Wednesday 17 March 2010

CLOUD COMPUTING

Cloud computing is all the rage. I have to admit that I don't understand much of the technical side of it. But the basic idea is that companies and individuals "outsource" their computer functions, both data and programmes, to a specialist provider with vast storage capacity (the "cloud"). When you want to use the computer, you simply download the relevant programme and data using the internet. As with other outsourcing functions, you hand over the running to experts (in return for a fee), and avoid the need for costly hardware, server rooms and other things. You don't need much more than a laptop with an internet connection.
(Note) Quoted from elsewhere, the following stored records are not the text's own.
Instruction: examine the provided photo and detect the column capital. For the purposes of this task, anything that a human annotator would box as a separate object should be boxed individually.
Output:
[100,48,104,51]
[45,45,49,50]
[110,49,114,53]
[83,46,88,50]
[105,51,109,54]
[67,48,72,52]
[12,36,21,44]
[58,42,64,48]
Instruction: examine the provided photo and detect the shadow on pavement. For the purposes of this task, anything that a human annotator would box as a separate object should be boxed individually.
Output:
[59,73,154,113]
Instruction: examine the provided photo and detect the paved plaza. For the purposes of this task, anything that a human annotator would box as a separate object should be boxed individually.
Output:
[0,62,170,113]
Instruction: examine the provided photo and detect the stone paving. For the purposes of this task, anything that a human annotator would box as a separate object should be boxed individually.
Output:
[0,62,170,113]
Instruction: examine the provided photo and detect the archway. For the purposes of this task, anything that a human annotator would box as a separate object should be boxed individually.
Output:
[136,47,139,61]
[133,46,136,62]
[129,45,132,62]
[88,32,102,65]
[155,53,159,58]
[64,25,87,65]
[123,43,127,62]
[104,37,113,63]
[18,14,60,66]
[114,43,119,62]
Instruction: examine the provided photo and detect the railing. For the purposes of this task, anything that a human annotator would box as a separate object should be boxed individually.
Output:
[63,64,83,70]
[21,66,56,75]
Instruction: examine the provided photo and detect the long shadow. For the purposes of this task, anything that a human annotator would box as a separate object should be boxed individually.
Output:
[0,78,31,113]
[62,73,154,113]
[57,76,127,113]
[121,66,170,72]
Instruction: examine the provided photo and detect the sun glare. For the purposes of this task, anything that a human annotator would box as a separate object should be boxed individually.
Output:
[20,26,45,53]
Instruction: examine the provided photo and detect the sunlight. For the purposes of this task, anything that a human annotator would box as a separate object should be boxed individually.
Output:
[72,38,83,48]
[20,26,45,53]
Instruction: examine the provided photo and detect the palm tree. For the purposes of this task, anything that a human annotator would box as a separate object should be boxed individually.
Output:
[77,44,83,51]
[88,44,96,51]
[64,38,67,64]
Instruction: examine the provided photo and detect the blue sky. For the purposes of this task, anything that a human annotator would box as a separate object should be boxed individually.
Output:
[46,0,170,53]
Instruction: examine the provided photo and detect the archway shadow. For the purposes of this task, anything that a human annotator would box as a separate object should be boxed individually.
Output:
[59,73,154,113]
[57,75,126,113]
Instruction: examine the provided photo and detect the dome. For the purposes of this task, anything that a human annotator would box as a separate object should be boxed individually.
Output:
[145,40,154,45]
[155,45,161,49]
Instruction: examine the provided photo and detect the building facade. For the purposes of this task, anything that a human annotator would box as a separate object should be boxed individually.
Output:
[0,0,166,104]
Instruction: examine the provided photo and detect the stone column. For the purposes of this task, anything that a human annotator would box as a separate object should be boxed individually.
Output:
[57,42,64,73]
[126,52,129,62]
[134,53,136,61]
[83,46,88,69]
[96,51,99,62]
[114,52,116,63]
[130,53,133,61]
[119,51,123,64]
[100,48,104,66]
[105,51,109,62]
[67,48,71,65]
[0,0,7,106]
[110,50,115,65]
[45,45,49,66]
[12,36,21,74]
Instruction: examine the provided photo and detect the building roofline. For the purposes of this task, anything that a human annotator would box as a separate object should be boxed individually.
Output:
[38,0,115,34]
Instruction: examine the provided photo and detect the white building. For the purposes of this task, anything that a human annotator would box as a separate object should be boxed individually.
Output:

Superficially, this is extremely attractive. Yet I must admit that I have deep suspicions that the benefits do not exceed the hidden costs. The biggest of these is the threat to security. Once the data is in the hands of the provider, you lose control of it. Each time you upload and download, the data passes through the - unregulated and unsecured - internet (yes, you can encrypt, but what small business or individual wants to do that all of the time just to get onto Facebook?). Providers are not 100% secure (think of Microsoft and its ubiquitous patches). And there is a small army of cyber criminals who are doing all they can to get their hands on your information. Nowadays they do that mainly by hacking or phishing, but in a cloud world, wouldn't it simply be easier to bribe a provider's data manager?

There are also jurisdictional issues. Is the data of a Danish company, handed over to a U.K. provider but stored on a server in India, covered by Danish, English or Indian law or a mix of them? What happens if data is "lost" (the loss of the tax records of half of the U.K. population spring to mind)? Who pays compensation and how is it calculated (the value of information can be wildly different to different people)? Will there be sufficient privacy safeguards when the provider can in principle oversee everything you do with a particular programme?

Techies will presumably say that they are well on the way to solving these problems, and that I am a stone-age neanderthal that just doesn't "get it". Well, I don't. As one fellow sceptic put it, you wouldn't give your personal tax data in an envelope to someone off the street, whom you had never met before. Yet it seems that when you upload your personal data to a server somewhere in cloudland, you are doing pretty much the same thing.